Historically, CMLs have supported infection prevention and healthcare epidemiology programs by extracting data from the analysis of cultures taken from potentially colonized and/or infected patients, with this information having enormous potential for the early detection of healthcare-associated infections (HAIs).
Fast forward to 2011, and CMLs have taken their rightful place in the role call of agents working to reduce and eliminate healthcare-associated infections (HAIs). As Peterson and Brossette (2002) note, "Modern hospital epidemiology only began in the mid-1960s, but since that time the clinical microbiology laboratory has progressively demonstrated the critical roles it can serve for ongoing management and control of healthcare-associated infectious diseases."
Although their opinion is aging, Peterson and Brossette (2002) made an early, eloquent case for the importance of the CML: "The necessary contribution from the laboratory includes surveillance, providing for a systematic observance and measurement of disease, as well as molecular typing of microbial pathogens. Present and future needs for laboratory-based surveillance will require reliable detection of new pathogens that emerge as causes of important health care-associated infections, which implies accurate identification of microbial organisms; recognition of new or emerging antimicrobial agent resistance; and participation in active surveillance for outbreaks, including preparation of specialized media as well as molecular typing. This contribution dictates a strong collaboration between the hospital epidemiologist and the clinical microbiologist, with a consequent positive impact on both the infection control program and the diagnostic laboratory. Such cooperation will be needed as we move to a future where pathogens of concern not only spread within the hospital but have the potential to affect both inpatients and outpatients, healthcare workers, and their households."
This need for collaboration is a central theme within the presentation that Carol A. Rauch, MD, PhD, FCAP, medical director of microbiology for Baystate Health in Springfield, Mass. makes to numerous lab-based groups each year.

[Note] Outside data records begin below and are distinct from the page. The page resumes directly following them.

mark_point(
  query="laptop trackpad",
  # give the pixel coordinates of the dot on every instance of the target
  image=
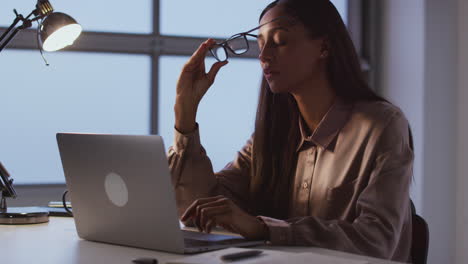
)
(207, 237)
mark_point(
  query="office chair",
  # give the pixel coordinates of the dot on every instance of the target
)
(420, 239)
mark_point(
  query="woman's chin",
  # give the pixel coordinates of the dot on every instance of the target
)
(278, 88)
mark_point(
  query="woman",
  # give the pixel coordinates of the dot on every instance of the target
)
(329, 163)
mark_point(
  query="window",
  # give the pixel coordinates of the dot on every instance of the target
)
(106, 16)
(79, 92)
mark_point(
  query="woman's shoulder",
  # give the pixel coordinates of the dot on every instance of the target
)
(378, 113)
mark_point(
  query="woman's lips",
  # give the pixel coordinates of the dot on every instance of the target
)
(269, 73)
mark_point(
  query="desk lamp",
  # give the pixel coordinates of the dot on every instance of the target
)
(55, 31)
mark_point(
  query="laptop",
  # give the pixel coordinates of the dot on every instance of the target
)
(121, 191)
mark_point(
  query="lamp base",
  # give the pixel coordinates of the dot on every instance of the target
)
(23, 216)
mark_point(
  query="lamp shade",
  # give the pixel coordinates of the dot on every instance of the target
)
(58, 31)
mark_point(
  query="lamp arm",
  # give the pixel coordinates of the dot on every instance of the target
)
(26, 24)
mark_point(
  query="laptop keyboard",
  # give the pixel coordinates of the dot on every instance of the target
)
(197, 239)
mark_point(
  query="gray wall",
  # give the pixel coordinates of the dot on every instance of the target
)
(462, 142)
(424, 72)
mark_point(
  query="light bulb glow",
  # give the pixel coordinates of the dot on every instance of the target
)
(62, 37)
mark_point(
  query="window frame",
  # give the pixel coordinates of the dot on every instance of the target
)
(154, 45)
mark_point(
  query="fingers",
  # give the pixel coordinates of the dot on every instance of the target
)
(212, 214)
(198, 56)
(214, 70)
(190, 211)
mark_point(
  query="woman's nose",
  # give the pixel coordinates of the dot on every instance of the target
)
(265, 54)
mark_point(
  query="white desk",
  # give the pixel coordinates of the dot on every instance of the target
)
(56, 242)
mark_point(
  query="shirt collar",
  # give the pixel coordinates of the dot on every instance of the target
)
(329, 126)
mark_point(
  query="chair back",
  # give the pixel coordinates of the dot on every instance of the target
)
(420, 240)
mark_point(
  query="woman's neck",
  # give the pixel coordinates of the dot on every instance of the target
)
(314, 100)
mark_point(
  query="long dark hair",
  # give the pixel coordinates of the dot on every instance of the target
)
(276, 127)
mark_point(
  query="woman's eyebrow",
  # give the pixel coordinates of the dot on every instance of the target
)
(273, 30)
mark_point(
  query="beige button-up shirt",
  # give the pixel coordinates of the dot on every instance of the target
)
(350, 188)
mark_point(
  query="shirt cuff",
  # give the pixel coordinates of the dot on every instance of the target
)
(279, 231)
(186, 142)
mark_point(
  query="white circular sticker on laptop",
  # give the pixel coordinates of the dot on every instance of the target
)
(116, 189)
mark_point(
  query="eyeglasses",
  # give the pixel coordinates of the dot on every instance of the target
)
(237, 44)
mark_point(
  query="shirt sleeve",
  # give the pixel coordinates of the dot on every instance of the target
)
(382, 207)
(193, 176)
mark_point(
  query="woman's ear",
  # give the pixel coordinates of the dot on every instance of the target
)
(324, 50)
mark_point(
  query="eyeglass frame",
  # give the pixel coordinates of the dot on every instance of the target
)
(242, 35)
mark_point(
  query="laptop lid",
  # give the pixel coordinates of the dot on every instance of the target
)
(121, 191)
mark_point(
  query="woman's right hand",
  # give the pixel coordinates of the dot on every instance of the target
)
(192, 85)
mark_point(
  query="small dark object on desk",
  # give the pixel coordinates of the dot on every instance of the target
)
(241, 255)
(145, 261)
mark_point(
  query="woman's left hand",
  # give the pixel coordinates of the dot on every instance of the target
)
(219, 210)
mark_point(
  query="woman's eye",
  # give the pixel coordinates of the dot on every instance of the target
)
(279, 40)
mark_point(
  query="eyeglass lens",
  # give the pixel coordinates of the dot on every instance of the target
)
(238, 45)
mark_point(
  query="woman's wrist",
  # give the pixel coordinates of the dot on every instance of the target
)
(185, 118)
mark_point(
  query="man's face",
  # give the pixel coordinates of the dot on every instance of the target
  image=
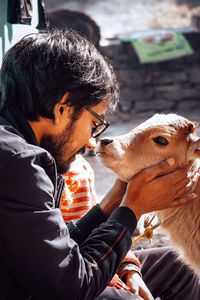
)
(73, 138)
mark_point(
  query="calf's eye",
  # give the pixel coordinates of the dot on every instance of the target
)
(161, 140)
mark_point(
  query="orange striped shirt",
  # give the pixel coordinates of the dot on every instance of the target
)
(79, 193)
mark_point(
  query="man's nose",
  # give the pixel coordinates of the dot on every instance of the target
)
(91, 143)
(105, 142)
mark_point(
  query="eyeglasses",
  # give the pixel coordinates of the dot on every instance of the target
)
(100, 127)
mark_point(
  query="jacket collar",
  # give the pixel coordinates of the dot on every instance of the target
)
(19, 122)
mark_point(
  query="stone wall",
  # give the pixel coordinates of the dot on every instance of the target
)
(170, 86)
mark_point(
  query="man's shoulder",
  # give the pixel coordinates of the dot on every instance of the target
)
(13, 144)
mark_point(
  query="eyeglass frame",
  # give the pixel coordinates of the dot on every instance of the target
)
(106, 123)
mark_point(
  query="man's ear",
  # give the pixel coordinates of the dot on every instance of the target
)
(60, 108)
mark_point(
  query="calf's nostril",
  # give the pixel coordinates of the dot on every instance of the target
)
(106, 142)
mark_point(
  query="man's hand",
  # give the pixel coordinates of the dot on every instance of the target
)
(150, 190)
(137, 285)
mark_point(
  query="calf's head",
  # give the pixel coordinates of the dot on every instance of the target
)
(159, 137)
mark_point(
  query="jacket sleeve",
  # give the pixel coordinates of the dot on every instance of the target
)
(36, 246)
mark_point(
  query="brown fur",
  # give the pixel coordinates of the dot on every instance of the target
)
(128, 154)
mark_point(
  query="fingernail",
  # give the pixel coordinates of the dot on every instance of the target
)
(171, 161)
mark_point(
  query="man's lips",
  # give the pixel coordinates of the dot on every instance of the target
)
(103, 153)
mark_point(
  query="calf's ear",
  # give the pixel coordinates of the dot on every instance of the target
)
(193, 151)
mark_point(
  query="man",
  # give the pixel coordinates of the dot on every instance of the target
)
(55, 91)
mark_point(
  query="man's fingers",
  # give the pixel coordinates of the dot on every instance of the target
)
(180, 174)
(159, 169)
(184, 200)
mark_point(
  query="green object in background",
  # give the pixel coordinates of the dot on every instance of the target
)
(160, 46)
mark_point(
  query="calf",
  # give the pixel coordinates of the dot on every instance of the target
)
(160, 137)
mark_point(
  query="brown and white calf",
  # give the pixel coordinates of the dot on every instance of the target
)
(160, 137)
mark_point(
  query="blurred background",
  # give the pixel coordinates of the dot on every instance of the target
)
(170, 84)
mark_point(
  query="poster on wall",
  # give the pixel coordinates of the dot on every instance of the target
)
(157, 46)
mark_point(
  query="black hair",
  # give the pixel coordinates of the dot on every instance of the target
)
(38, 71)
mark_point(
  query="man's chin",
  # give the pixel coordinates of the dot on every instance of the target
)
(63, 168)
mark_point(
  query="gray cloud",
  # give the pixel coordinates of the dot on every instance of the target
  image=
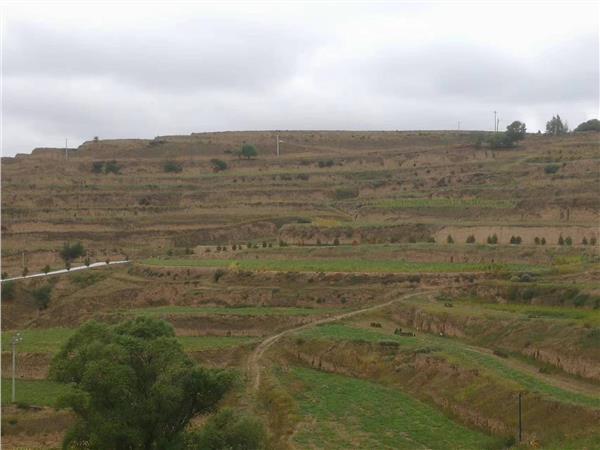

She points to the statement from Diekema and Pfaller (2007) that, "A good working relationship between clinical laboratory and infection control personnel will greatly facilitate the investigation and control of healthcare-associated infections."
"Pfaller and Diekema emphasized the need for partnerships," Rauch says. "That sounds obvious but it takes time to learn this important lesson and gain perspective through your own experiences that you can share with others in the fight against HAIs."
It can be a tall order to get all of the key stakeholders on the same page, but Rauch says healthcare professionals must do so for the sake of upholding patient safety -- the common, unifying goal of all clinicians. "We are not always aligned to go in the same direction and many departments can sometimes seemingly work at cross purposes, but we must remember that we do the work we do -- HAI monitoring and testing -- to care for our sickest patients. In the clinical microbiology lab, we really are keeping our fingers on the pulse of the data stream, looking for clusters and trends, and educating others about the meaning behind our results -- the more robust these efforts are, the safer our patients will be."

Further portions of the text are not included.